To use it locally, first install the dependencies and compile the TypeScript code to JavaScript:
cd typescript
npm install
npm run build
The JavaScript client is not yet published on NPM (but will likely be soon). Currently, it is recommended to vendor the bundled build. After running npm run build as documented above, there will be a file dist/deltachat.bundle.js. This is an ESM module containing all dependencies. Copy this file to your project and import the DeltaChat class.
import { DeltaChat } from './deltachat.bundle.js'
const dc = new DeltaChat('ws://localhost:20808/ws')
const accounts = await dc.rpc.getAllAccounts()
console.log('accounts', accounts)
A script is included to build autogenerated documentation, which includes all RPC methods:
cd typescript
npm run docs
Then open the typescript/docs folder in a web browser.
Development
Running the example app
We include a small demo web application that talks to the WebSocket server. It can be used for testing. Feel invited to expand this.
cd typescript
npm run build
npm run example:build
npm run example:start
Then, open http://localhost:8080/example.html in a web browser.
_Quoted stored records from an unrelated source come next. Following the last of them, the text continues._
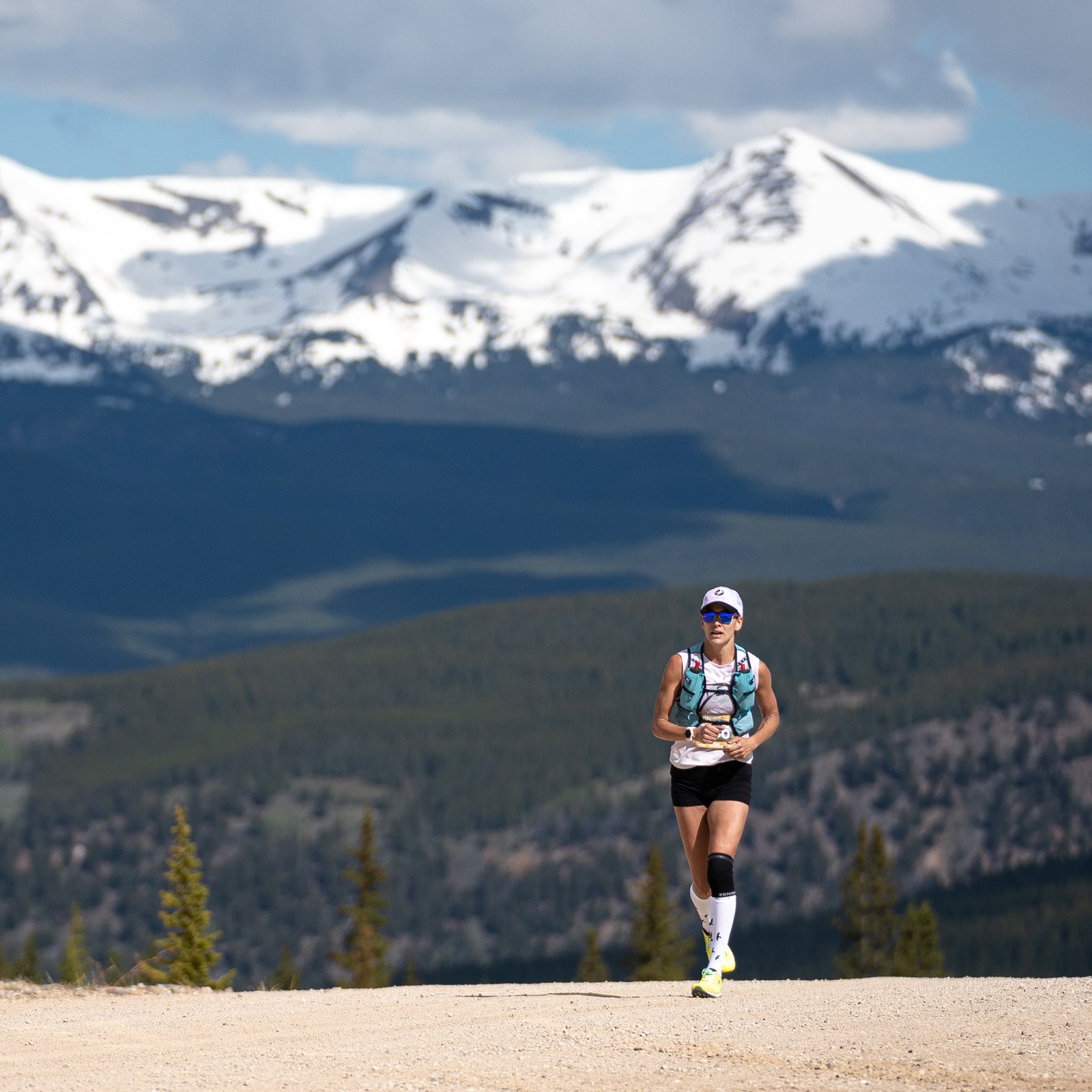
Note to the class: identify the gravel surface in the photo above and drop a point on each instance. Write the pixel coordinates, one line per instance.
(888, 1033)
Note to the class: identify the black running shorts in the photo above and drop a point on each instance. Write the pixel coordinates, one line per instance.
(699, 786)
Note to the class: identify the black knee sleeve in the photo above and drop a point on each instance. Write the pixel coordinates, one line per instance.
(719, 872)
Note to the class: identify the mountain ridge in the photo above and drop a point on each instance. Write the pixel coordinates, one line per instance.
(779, 249)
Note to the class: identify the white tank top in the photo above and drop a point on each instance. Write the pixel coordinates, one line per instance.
(717, 702)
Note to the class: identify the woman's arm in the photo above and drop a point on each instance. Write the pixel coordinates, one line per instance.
(742, 747)
(671, 685)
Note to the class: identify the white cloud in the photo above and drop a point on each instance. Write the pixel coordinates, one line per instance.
(426, 145)
(824, 20)
(459, 90)
(850, 126)
(234, 165)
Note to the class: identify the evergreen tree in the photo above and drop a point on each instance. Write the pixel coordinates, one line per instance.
(187, 953)
(868, 923)
(27, 966)
(917, 949)
(285, 977)
(659, 953)
(76, 960)
(592, 966)
(365, 945)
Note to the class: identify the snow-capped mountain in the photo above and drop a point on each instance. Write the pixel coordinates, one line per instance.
(780, 247)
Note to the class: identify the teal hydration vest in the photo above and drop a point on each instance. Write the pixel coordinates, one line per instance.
(687, 710)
Run npm run example:dev to live-rebuild the example app when files changes.
Testing
The crate includes both a basic Rust smoke test and more featureful integration tests that use the TypeScript client.
Rust tests
To run the Rust test, use this command:
cargo test
TypeScript tests
cd typescript
npm run test
This will build the deltachat-jsonrpc-server binary and then run a test suite against the WebSocket server.
The test suite includes some tests that need online connectivity and a way to create test email accounts. To run these tests, talk to DeltaChat developers to get a token for the testrun.org service, or use a local instance of mailadm.
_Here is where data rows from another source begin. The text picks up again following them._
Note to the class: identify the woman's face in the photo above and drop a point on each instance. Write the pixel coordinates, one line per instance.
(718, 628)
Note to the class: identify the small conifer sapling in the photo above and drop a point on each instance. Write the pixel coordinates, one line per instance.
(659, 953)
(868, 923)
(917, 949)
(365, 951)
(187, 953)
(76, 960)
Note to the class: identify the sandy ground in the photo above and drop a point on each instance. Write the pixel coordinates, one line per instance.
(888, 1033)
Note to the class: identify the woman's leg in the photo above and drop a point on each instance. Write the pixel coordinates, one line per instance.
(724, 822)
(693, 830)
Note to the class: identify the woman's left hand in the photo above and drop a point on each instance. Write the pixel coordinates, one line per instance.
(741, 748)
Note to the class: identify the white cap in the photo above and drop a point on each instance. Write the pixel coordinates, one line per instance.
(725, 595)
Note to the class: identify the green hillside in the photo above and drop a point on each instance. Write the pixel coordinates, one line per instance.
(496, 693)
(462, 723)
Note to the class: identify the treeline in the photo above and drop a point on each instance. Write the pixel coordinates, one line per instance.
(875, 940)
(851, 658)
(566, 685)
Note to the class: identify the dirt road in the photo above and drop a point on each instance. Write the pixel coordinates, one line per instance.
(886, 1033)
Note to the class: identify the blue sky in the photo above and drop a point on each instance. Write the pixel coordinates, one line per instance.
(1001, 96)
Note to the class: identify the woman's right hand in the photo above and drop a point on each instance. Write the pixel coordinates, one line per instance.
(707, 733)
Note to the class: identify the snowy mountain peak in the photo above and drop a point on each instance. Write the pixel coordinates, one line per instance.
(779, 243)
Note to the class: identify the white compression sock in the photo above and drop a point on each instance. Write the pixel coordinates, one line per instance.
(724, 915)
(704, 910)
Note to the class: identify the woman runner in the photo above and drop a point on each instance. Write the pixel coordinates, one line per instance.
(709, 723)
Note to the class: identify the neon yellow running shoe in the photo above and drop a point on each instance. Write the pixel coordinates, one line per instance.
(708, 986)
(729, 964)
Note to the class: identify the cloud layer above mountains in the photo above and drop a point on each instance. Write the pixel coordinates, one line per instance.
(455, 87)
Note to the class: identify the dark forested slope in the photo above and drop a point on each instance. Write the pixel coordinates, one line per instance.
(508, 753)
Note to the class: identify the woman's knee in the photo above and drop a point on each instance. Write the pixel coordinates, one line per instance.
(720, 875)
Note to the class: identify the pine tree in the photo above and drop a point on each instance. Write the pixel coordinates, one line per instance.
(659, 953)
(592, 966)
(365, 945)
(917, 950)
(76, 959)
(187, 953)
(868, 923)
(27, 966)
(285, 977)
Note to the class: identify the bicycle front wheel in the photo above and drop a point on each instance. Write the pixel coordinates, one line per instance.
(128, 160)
Then, set the CHATMAIL_DOMAIN environment variable to your testing email server domain.
CHATMAIL_DOMAIN=chat.example.org npm run test
Test Coverage
Running npm run test will report test coverage. For the coverage to be accurate the online tests need to be run.
If you are offline and want to see the coverage results anyway (even though they are inaccurate), you can bypass the errors of the online tests by setting the
COVERAGE_OFFLINE=1environment variable.
A summary of the coverage will be reported in the terminal after the test run. Open coverage/index.html in a web browser for a detailed report.